For most dancers, the intimacy and emotions felt from their craft are beyond comparison. Patricia Sandback, dance performer, choreographer and professor at San Diego State for the past 43 years, can remember the first time she fell in love with dance.
“My first inspiration about dancing was seeing ‘The Red Shoes,’ this iconic 1948 film when I was, I don’t know, 11 years old,” Sandback said. “I had this vision of wanting to be in that world.”
Sandback, who grew up in St. Paul, Minnesota, had the idea early on that she wanted to become a dancer. However, she didn’t start to focus intensely on dance until she was in college at the University of Minnesota.
“Although I took dance for one year of ballet when I was 13, it then stopped and I didn’t start taking dance again until I was in college, where I was a physical education major,” Sandback said. “And so I went back to dancing at that time. I would say I did not have the typical ‘start at eight years old’ dance career. I really started to learn serious dance as an adult.”
Sandback started teaching at SDSU in 1972, and she has been largely involved with San Diego’s dance community ever since she moved to the city from Minnesota with her husband. Specializing in modern dance, Sandback has created over 130 dances that have been featured in performances at SDSU with her own productions, Patricia Sandback and Dancers and Big Ladies, as well as many other professional dance companies.
“One of my responsibilities here as a dance teacher is to set a work on the students every year to perform in May, and I love doing that,” Sandback said. “I have probably done 25 or 30 years of it.

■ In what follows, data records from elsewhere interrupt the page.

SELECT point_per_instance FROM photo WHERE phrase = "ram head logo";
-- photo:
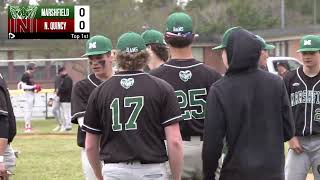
(127, 82)
(185, 75)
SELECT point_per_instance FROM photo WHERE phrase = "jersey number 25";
(192, 100)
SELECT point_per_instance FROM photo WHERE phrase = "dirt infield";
(310, 177)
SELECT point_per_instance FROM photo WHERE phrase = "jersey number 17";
(131, 124)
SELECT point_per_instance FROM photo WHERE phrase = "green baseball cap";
(179, 22)
(97, 45)
(153, 37)
(131, 42)
(225, 38)
(309, 43)
(264, 45)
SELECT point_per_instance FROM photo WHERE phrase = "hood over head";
(243, 51)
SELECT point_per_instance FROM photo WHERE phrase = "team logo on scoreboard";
(21, 19)
(27, 12)
(49, 22)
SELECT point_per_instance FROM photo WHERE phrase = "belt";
(129, 162)
(192, 138)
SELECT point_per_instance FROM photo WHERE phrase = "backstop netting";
(45, 74)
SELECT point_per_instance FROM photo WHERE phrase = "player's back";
(135, 107)
(191, 81)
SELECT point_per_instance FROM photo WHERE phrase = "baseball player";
(303, 87)
(264, 53)
(7, 131)
(64, 93)
(250, 109)
(129, 116)
(98, 51)
(191, 80)
(156, 48)
(56, 104)
(29, 87)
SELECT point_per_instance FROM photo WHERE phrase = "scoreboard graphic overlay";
(49, 22)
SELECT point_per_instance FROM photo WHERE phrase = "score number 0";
(81, 19)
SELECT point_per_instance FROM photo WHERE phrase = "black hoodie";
(250, 108)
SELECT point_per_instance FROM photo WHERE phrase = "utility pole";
(282, 14)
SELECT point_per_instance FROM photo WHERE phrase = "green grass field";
(44, 155)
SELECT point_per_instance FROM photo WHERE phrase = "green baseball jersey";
(191, 81)
(130, 112)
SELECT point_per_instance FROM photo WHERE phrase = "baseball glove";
(4, 175)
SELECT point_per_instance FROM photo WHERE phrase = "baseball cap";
(131, 42)
(98, 45)
(153, 37)
(309, 43)
(225, 38)
(179, 23)
(264, 45)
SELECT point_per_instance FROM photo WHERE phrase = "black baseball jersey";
(27, 78)
(7, 118)
(130, 111)
(304, 94)
(191, 81)
(79, 101)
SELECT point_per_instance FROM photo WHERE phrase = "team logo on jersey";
(127, 82)
(295, 84)
(185, 75)
(316, 116)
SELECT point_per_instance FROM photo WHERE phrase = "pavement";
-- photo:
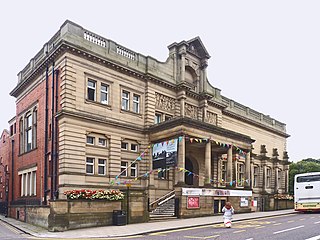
(135, 229)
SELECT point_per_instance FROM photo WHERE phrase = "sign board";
(193, 202)
(215, 192)
(165, 154)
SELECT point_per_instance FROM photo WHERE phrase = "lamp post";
(6, 187)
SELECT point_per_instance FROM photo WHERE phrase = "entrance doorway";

I’ve really loved working with the students and that has been a large body of my choreographic work.”
The upcoming dance concert presented by SDSU’s School of Music and Dance and directed by Sandback, “Body History: Patricia Sandback and Dancers,” will be in celebration of her impactful career in SDSU’s dance program, as she will be retiring at the end of the 2015 spring semester.
Many different people have mentored and given support to Sandback throughout her career, and the Body History concert is a reflection of those who she has worked with, as well as the past and future of her career. The 13 non-student performers and seven University Dance Company performers featured in Body History span an age range of 57 years, all dancers who have shared their talents with Sandback at some point in time.
“I’ve worked in different ways with all of the dancers ever since I began creating work in San Diego,” Sandback said. “I wanted to show the whole range and history of what every individual’s training and aspirations about dance have brought together.”
“Body History” premieres at 7:30 p.m. on March 13 and 14 in the SDSU Studio Theater, located in room 200 of the Exercise and Nutritional Science Building. The concert will showcase Sandback’s passion and love for dance that has never stopped growing throughout her life.
“Except for a few years in my teens when I wasn’t taking class, I’ve always had dance in my life,” Sandback said. “I have no idea to know what life would be like without it.”
Sandback will also take the “Body History” concert to the San Diego Dance Theater’s Live Arts Fest in April. Although she is retiring this spring, Sandback can’t imagine not being involved with the SDSU dance community after she leaves, and she will continue to work on various choreographic projects as an active member of San Diego’s dance community.